No dia seguinte ao afastamento, Venina enviou email a Graça. Dizia: "Desde 2008, a minha vida se tornou um inferno, me deparei com um esquema inicial de desvio de dinheiro, no âmbito da Comunicação do Abastecimento. Ao lutar contra isso, fui ameaçada e assediada. Até arma na cabeça e ameaça às minhas filhas eu tive". Diz ainda ter toda a documentação do caso, "que nunca ofereci à imprensa em respeito à Petrobras", e afirma ter levado o assunto "às autoridades competentes da empresa". Relata o que já havia dito nos e-mails que começou a enviar em 2008, e oferece a Graça seu telefone.
"JN": E-MAIL CONFIDENCIAL PARA COSTA
Ontem, o "Jornal Nacional", da TV Globo, mostrou um e-mail enviado por Venina, em 16 de janeiro de 2009, para Costa. Venina, que classificou a mensagem como confidencial, dizia: "Quando me deparei com a possibilidade de ter de fazer coisas que supostamente iriam contra as normas e procedimentos da empresa, contra o Código de Ética e contra o modelo de gestão que implantamos, não consegui criatividade para isso. Foi a 1ª vez que não consegui ser convencida a fazer. Não consegui aceitar a forma. No meio do diálogo caloroso e tenso ouvi palavras como "covarde", "pular fora do barco" e "querer me pressionar". Confesso que esperava mais apoio e um pouco mais de diálogo".

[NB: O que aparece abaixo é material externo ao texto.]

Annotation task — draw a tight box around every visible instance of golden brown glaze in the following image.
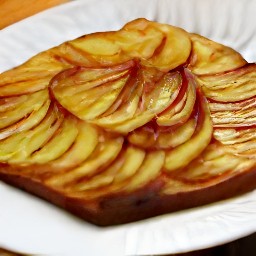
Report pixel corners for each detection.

A Petrobras instaurou comissões internas em 2008 e 2009 para averiguar indícios de irregularidades em contratos e pagamentos efetuados pela Gerência de Comunicação do Abastecimento. O ex gerente da área, Geovanni de Morais, foi demitido por justa causa em 2009, por desrespeito aos procedimentos de contratação da Companhia. A decisão não foi efetivada porque ele tinha licença médica. A demissão foi em 2013. Em nota, a Petrobras informou que tomou todas as providências para apurar as denúncias. A estatal acusou Venina de ter ameaçado divulgar as denúncias, após ter sido destituída do cargo. Venina deve depor nos próximos dias no Ministério Público Federal, em Curitiba.